Churches in Horeswood
Lives of great men all remind us,
We can make our lives sublime,
And departing, leave behind us,
Footprints on the sands of time.
‘Psalm of Life’ by H.W.Longfellow
Writing in 1837 Samuel Lewis says ‘there is a handsome chapel at Horeswood with a commodius house for the priest’. Horeswood old National School was originally the site of the old Horeswood Church.
St.James Church was built in 1832 by Edward Kehoe and Sons,Wexford. The building was started by Rev. Darby O’Gorman in 1826. It was a very dry summer and as the water had dried up, water had to be brought from Priesthaggard, a mile away, to mix the mortar. The next parish priest. Fr. Edmond Redmond finished the new church and had the presbytery built also.

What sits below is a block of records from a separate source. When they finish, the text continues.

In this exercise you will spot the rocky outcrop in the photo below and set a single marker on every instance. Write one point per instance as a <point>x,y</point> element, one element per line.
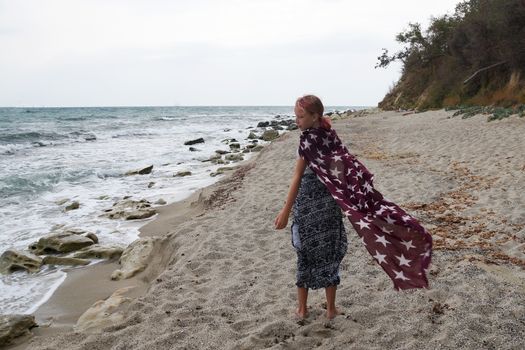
<point>143,171</point>
<point>270,135</point>
<point>14,326</point>
<point>97,251</point>
<point>129,209</point>
<point>65,241</point>
<point>58,260</point>
<point>135,258</point>
<point>104,313</point>
<point>193,142</point>
<point>14,260</point>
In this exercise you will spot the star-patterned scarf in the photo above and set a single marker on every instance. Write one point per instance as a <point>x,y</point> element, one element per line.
<point>395,239</point>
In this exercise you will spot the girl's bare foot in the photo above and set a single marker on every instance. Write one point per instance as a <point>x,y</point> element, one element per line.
<point>330,314</point>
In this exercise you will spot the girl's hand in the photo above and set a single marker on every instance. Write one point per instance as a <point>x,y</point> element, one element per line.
<point>282,219</point>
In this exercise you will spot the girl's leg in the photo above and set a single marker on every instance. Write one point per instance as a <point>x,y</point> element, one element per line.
<point>331,311</point>
<point>302,298</point>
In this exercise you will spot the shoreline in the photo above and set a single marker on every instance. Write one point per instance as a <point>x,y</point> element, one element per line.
<point>228,282</point>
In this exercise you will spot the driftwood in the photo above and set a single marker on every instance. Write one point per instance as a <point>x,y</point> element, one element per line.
<point>483,69</point>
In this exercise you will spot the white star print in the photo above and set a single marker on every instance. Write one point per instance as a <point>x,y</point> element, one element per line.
<point>380,258</point>
<point>408,245</point>
<point>335,172</point>
<point>400,276</point>
<point>363,223</point>
<point>382,239</point>
<point>403,260</point>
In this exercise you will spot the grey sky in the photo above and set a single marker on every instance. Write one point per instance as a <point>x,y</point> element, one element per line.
<point>200,52</point>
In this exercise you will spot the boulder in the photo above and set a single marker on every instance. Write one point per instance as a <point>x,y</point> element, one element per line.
<point>182,173</point>
<point>58,260</point>
<point>64,241</point>
<point>135,258</point>
<point>97,251</point>
<point>192,142</point>
<point>14,260</point>
<point>104,313</point>
<point>14,326</point>
<point>235,157</point>
<point>129,209</point>
<point>270,135</point>
<point>143,171</point>
<point>74,205</point>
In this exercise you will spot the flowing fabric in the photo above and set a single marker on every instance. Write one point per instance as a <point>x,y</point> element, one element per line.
<point>396,240</point>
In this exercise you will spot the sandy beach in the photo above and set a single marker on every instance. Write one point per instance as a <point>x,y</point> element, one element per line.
<point>224,278</point>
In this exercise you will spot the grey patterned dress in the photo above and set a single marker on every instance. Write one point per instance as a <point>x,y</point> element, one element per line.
<point>318,234</point>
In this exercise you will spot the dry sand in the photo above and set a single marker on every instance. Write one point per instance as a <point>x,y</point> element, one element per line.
<point>227,277</point>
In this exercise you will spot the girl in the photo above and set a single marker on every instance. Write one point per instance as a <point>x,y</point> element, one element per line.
<point>328,178</point>
<point>319,237</point>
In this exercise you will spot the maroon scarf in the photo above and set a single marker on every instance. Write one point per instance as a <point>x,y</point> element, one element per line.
<point>395,239</point>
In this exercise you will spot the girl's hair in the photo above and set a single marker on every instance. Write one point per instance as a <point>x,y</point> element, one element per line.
<point>313,105</point>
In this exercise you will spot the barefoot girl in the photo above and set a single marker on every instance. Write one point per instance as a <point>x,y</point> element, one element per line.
<point>327,179</point>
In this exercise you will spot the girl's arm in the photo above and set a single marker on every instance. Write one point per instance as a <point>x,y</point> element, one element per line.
<point>282,219</point>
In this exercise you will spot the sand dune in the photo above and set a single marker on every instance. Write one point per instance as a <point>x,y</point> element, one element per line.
<point>228,281</point>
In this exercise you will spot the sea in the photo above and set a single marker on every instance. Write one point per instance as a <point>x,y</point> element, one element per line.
<point>50,157</point>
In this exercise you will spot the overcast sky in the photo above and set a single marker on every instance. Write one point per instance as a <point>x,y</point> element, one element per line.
<point>200,52</point>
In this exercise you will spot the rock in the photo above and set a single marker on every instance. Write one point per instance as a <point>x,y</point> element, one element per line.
<point>270,135</point>
<point>236,157</point>
<point>97,251</point>
<point>235,146</point>
<point>57,260</point>
<point>192,142</point>
<point>61,201</point>
<point>14,326</point>
<point>129,209</point>
<point>143,171</point>
<point>135,258</point>
<point>74,205</point>
<point>65,241</point>
<point>92,237</point>
<point>14,260</point>
<point>183,173</point>
<point>104,313</point>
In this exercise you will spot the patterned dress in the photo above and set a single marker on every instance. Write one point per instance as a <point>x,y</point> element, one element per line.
<point>318,234</point>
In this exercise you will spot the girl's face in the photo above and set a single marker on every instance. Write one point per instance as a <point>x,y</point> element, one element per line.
<point>304,119</point>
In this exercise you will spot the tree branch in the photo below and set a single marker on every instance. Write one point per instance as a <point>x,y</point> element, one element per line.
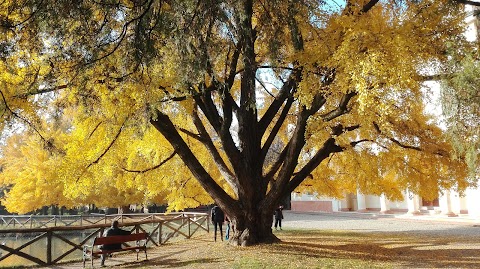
<point>153,167</point>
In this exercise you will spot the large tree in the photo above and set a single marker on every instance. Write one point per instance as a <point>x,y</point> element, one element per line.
<point>253,97</point>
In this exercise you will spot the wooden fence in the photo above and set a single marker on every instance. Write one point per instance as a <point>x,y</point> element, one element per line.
<point>160,227</point>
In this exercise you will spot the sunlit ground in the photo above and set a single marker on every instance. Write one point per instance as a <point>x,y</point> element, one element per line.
<point>321,249</point>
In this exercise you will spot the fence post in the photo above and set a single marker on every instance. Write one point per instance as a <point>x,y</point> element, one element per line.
<point>189,227</point>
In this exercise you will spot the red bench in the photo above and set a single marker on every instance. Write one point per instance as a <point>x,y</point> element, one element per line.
<point>140,239</point>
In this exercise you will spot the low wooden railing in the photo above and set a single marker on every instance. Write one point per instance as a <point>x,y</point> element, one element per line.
<point>160,227</point>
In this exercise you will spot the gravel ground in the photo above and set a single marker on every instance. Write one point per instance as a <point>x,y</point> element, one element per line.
<point>370,222</point>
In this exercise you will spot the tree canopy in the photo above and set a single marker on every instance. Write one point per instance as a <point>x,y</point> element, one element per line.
<point>236,102</point>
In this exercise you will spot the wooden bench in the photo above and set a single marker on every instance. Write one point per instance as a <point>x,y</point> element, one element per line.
<point>89,251</point>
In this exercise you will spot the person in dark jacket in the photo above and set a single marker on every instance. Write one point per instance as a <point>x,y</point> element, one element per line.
<point>218,217</point>
<point>278,217</point>
<point>113,230</point>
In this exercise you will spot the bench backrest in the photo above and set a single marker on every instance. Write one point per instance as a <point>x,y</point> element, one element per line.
<point>116,239</point>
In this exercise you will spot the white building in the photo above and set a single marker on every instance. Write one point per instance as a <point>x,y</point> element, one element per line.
<point>450,203</point>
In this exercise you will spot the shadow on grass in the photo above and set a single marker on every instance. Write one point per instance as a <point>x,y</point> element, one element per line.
<point>174,263</point>
<point>403,250</point>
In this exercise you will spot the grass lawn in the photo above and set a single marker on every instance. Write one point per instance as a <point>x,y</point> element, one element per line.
<point>321,249</point>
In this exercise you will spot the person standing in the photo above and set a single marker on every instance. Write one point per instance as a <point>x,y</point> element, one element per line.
<point>218,217</point>
<point>227,231</point>
<point>278,217</point>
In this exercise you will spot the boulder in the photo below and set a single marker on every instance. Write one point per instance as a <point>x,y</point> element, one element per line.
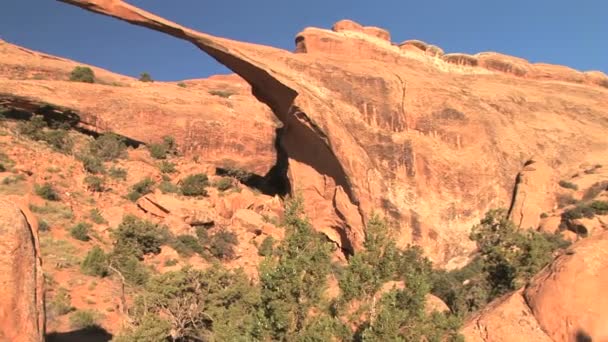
<point>22,316</point>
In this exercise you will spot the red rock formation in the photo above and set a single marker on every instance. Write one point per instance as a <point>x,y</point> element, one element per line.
<point>565,302</point>
<point>21,279</point>
<point>432,144</point>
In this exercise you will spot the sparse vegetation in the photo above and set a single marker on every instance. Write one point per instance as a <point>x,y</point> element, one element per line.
<point>84,319</point>
<point>221,244</point>
<point>141,188</point>
<point>81,231</point>
<point>194,185</point>
<point>568,185</point>
<point>145,77</point>
<point>47,191</point>
<point>94,183</point>
<point>222,93</point>
<point>95,263</point>
<point>82,74</point>
<point>117,173</point>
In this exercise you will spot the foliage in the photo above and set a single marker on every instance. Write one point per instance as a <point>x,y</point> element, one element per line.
<point>141,188</point>
<point>46,191</point>
<point>166,167</point>
<point>96,217</point>
<point>194,185</point>
<point>187,245</point>
<point>221,244</point>
<point>118,173</point>
<point>92,164</point>
<point>145,77</point>
<point>108,147</point>
<point>81,231</point>
<point>84,319</point>
<point>568,185</point>
<point>95,263</point>
<point>266,246</point>
<point>138,237</point>
<point>82,74</point>
<point>94,183</point>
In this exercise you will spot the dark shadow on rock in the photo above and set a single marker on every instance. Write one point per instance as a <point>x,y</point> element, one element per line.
<point>93,334</point>
<point>581,336</point>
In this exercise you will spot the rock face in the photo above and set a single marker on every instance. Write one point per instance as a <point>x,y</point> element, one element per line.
<point>565,302</point>
<point>433,143</point>
<point>21,278</point>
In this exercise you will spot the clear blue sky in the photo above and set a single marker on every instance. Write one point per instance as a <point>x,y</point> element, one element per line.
<point>573,33</point>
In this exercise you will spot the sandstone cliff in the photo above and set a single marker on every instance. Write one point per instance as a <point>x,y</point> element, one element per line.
<point>433,140</point>
<point>21,279</point>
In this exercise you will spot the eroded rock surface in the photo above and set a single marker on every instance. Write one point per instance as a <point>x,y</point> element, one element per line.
<point>21,279</point>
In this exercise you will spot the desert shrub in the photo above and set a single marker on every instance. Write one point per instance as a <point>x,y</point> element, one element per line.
<point>82,74</point>
<point>568,185</point>
<point>117,173</point>
<point>158,151</point>
<point>141,188</point>
<point>81,231</point>
<point>60,304</point>
<point>194,185</point>
<point>222,93</point>
<point>46,191</point>
<point>108,147</point>
<point>95,263</point>
<point>96,217</point>
<point>166,167</point>
<point>43,226</point>
<point>145,77</point>
<point>167,187</point>
<point>94,183</point>
<point>564,200</point>
<point>92,164</point>
<point>139,237</point>
<point>595,190</point>
<point>266,247</point>
<point>221,244</point>
<point>223,184</point>
<point>84,319</point>
<point>187,245</point>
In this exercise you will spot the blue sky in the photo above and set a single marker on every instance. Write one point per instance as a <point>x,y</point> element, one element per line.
<point>568,32</point>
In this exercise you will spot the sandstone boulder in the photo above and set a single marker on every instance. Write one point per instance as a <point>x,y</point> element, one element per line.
<point>22,315</point>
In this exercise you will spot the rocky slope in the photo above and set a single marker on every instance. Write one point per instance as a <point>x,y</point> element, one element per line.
<point>432,140</point>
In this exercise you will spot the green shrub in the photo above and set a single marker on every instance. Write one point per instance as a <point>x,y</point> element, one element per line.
<point>82,74</point>
<point>158,151</point>
<point>94,183</point>
<point>81,231</point>
<point>84,319</point>
<point>222,244</point>
<point>187,245</point>
<point>108,147</point>
<point>222,93</point>
<point>266,246</point>
<point>194,185</point>
<point>145,77</point>
<point>118,173</point>
<point>92,164</point>
<point>166,167</point>
<point>60,304</point>
<point>568,185</point>
<point>95,216</point>
<point>95,263</point>
<point>47,191</point>
<point>139,237</point>
<point>141,188</point>
<point>224,184</point>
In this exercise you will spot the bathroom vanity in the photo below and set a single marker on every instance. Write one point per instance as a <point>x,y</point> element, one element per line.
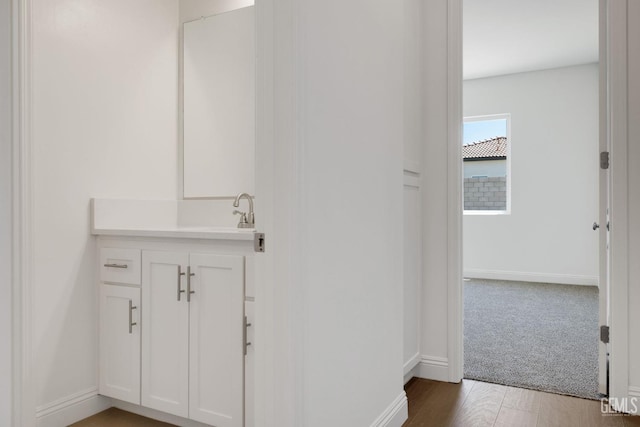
<point>176,277</point>
<point>176,313</point>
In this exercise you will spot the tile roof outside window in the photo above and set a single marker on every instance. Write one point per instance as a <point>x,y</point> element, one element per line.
<point>494,148</point>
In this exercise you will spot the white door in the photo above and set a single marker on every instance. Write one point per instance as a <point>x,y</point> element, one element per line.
<point>216,380</point>
<point>120,342</point>
<point>604,203</point>
<point>165,332</point>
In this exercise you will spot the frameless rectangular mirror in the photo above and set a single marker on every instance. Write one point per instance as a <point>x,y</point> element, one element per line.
<point>219,105</point>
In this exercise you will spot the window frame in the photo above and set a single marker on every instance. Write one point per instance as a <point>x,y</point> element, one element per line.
<point>489,117</point>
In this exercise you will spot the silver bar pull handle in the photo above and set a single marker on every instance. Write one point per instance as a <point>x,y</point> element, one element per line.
<point>244,339</point>
<point>112,265</point>
<point>180,274</point>
<point>189,290</point>
<point>131,322</point>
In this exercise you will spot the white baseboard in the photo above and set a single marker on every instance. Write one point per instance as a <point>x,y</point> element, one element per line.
<point>411,363</point>
<point>395,415</point>
<point>71,409</point>
<point>523,276</point>
<point>156,415</point>
<point>634,391</point>
<point>434,368</point>
<point>415,372</point>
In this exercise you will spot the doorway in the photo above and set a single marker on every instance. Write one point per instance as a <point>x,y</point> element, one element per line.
<point>528,223</point>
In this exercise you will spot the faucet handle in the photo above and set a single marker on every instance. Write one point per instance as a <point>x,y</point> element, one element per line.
<point>243,216</point>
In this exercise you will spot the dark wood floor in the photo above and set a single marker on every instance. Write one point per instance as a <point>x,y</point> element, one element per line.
<point>113,417</point>
<point>468,404</point>
<point>478,404</point>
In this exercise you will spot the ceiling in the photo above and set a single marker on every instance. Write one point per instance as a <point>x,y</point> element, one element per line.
<point>513,36</point>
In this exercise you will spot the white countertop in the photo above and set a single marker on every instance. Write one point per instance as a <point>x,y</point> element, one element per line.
<point>161,218</point>
<point>212,233</point>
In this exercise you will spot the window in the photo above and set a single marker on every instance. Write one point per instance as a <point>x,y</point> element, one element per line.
<point>486,159</point>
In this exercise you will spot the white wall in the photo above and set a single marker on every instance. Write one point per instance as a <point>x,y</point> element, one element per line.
<point>554,178</point>
<point>104,125</point>
<point>633,164</point>
<point>435,214</point>
<point>412,223</point>
<point>5,215</point>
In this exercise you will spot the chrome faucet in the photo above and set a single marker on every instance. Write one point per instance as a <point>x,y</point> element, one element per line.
<point>247,220</point>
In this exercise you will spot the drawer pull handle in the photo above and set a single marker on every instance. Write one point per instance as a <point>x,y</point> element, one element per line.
<point>189,290</point>
<point>244,338</point>
<point>131,322</point>
<point>180,274</point>
<point>116,265</point>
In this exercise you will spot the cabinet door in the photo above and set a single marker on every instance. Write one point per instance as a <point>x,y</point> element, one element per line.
<point>216,379</point>
<point>165,334</point>
<point>120,342</point>
<point>249,363</point>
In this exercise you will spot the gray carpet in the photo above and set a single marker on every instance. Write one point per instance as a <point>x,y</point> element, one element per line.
<point>532,335</point>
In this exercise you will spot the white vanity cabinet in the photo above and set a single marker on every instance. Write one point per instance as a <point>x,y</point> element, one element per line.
<point>120,323</point>
<point>193,335</point>
<point>174,327</point>
<point>120,342</point>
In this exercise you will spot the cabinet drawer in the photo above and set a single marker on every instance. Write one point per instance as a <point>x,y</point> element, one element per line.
<point>120,265</point>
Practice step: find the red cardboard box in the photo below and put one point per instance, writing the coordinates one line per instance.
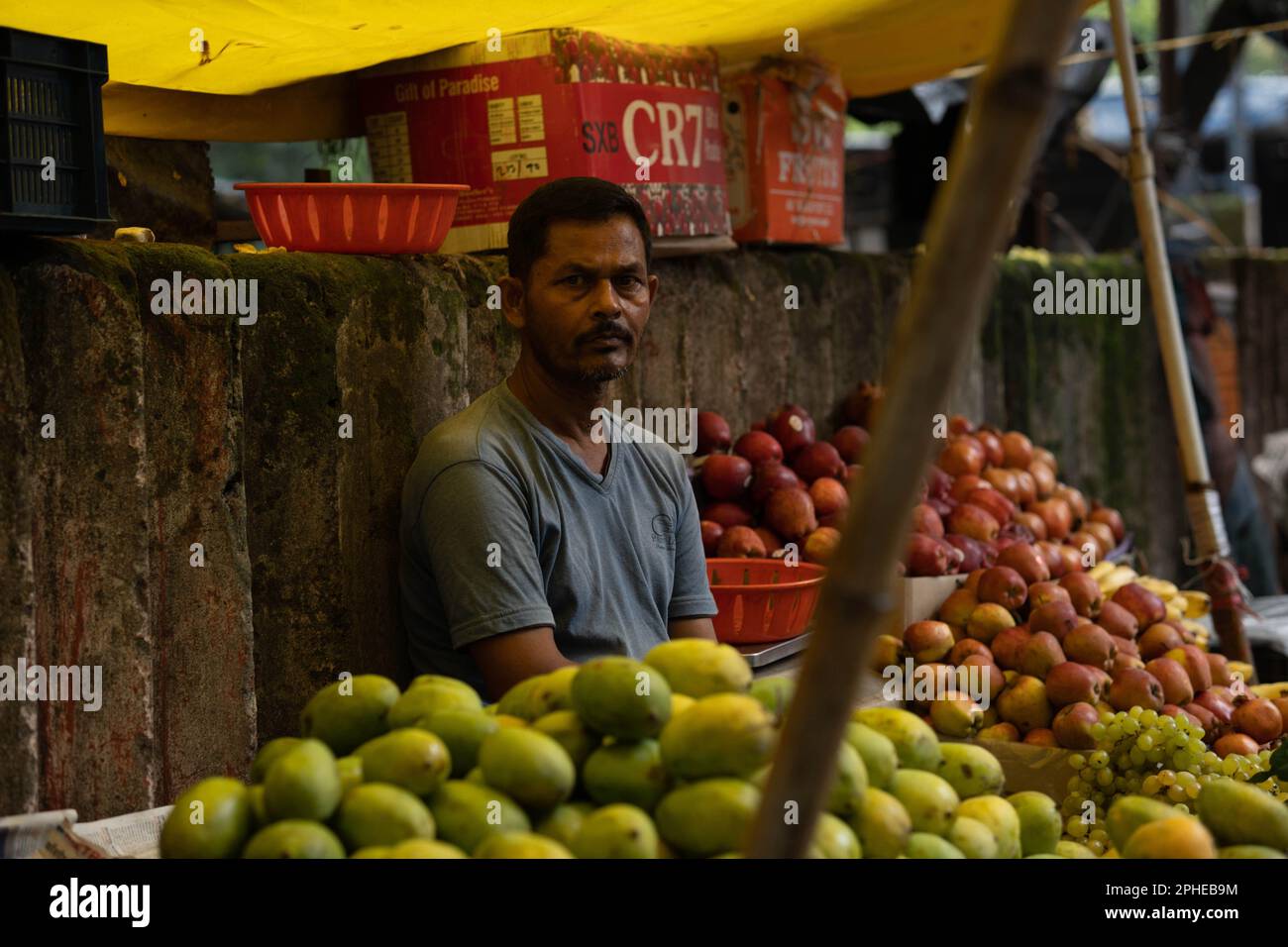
(785, 129)
(507, 115)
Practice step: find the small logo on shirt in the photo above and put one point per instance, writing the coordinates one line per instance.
(664, 532)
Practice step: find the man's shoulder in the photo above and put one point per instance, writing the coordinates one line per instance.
(481, 433)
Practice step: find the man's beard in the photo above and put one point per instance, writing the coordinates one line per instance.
(578, 375)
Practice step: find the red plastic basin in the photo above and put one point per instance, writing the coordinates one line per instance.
(763, 599)
(353, 218)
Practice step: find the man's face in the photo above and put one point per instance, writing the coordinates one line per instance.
(587, 300)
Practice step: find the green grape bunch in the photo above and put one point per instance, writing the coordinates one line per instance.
(1144, 753)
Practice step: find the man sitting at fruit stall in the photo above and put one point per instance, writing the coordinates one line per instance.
(529, 539)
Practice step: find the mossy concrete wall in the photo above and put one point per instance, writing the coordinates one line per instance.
(174, 431)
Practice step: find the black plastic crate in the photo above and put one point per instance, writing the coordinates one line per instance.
(52, 106)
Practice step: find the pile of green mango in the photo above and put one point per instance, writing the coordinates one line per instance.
(610, 759)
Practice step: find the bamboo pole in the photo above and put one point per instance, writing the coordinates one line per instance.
(991, 158)
(1201, 497)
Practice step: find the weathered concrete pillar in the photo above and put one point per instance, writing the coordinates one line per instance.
(82, 347)
(20, 775)
(204, 688)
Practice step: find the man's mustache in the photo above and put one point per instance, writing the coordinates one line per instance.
(605, 333)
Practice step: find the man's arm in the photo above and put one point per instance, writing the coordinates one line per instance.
(692, 628)
(514, 656)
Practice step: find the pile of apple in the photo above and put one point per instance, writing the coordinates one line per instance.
(991, 489)
(1057, 655)
(773, 486)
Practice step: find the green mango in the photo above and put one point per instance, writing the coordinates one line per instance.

Deceased parish priests were buried inside the church until 1857. In 1938 Edward Foran painted the three large pictures behind the altars as well as the Stations of the Cross. When Matty Wallace renovated the church in the mid 1960′s they were taken down and given to a religious order in Meath. Fr.Tom Power, a native of Tintern was parish priest during the construction work. He was appointed parish priest in 1962. Ill health forced him to retire in 1972 and he died in July 1972 at St. John of God Home in Waterford. The large timber cross in front of the church was called a Mission Cross and was erected in 1872.
Ballykelly Church is dedicated to St.Mary and St. Brigid. It was built in the early 1800′s. It’s known as a barn type church and has a western tower with crenellations (like battlements in castle) on top. In ‘Parochial Survey 1816′ , Rev. Thomas Handcock,Rector of Whitechurch, states that it was ‘a good slated Roman Catholic chapel’. The altar was donated by James and Johanna Kennedy from Dunganstown.
Major renovations were carried out on Ballykelly Church in recent years and the blessing of St.Mary’s was held on 22nd June 2003 by Rev. Éamonn Walsh D.D. There was also a thatched church in nearby Dunganstown built around 1743 during the Penal Laws. Bishop Sweetman visited the church in 1753 and Fr. James Nolan of New Ross preached a fine Irish sermon. There was only one candle for mass and so it was broken in two! Another church was in Oldcourt on the lands of the O’Hanlon’s and the butt of it can be seen. David Sutton had a castle nearby around 1654 and the church is believed to have been a ‘church of ease’ for the Suttons. These Suttons were a branch of the Ballykerogue Suttons.
It is thought that St.Abban founded a monastery here in the 7th century. The present Protestant church is dated 1740 and is built on the site of an earlier one. Samuel Lewis writing in 1837 says ‘the church is a plain building without either tower or spire.’ These were added later. Service is held here on the second Sunday of each month. The three memorials above are
1. a fine plaque with an urn on top is dedicated to John Glascott,died 1810, of Alderton.
2. memorial to Ann Drake died 1808, by John Drake and Urith Paul
3. John Drake died 1809, by his sister Urith Paul
Ann and John Drake were brother and sister of Urith Paul. It was Urith who had a fine slated school built at Stokestown with apartments for the master and mistress. It cost 500 pounds to build. She also left money in her will for the aged and infirm. The school known as ‘Todd’s School’ is now the home of the Saunders family, Camblin. The drakes lived in Stokestown House and also owned Stokestown Castle.
Present day Kilmokea House was built as the Rectory for Whitechurch in 1794 by Rev. Cubit. It was known as a glebe house.